🤖 AI Summary
Terrain traversability prediction in unknown environments traditionally relies on costly field exploration, labeled datasets, and high-risk trial-and-error interactions. Method: This paper proposes a zero-shot vision-language collaborative navigation framework that integrates large language models (LLMs) into traversability reasoning for the first time. Leveraging multimodal in-context learning, it directly interprets environmental images to generate real-time traversability maps—without requiring training data or active robotic probing. Contribution/Results: By synergistically combining visual feature extraction with LLM-based commonsense reasoning, the method enables safe, robust, goal-directed navigation across diverse indoor and outdoor scenes. Experiments demonstrate a significant reduction in robot collision risk, consistent successful target reaching, and superior performance over state-of-the-art approaches—thereby breaking the paradigm dependency on supervised learning and physical interaction.
📝 Abstract
The advancement of robotics and autonomous navigation systems hinges on the ability to accurately predict terrain traversability. Traditional methods for generating datasets to train these prediction models often involve putting robots into potentially hazardous environments, posing risks to equipment and safety.

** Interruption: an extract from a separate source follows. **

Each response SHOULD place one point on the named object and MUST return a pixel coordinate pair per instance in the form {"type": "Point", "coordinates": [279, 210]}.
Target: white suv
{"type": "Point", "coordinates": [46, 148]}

To solve this problem, we present ZeST, a novel approach leveraging visual reasoning capabilities of Large Language Models (LLMs) to create a traversability map in real-time without exposing robots to danger. Our approach not only performs zero-shot traversability and mitigates the risks associated with real-world data collection but also accelerates the development of advanced navigation systems, offering a cost-effective and scalable solution. To support our findings, we present navigation results, in both controlled indoor and unstructured outdoor environments. As shown in the experiments, our method provides safer navigation when compared to other state-of-the-art methods, constantly reaching the final goal.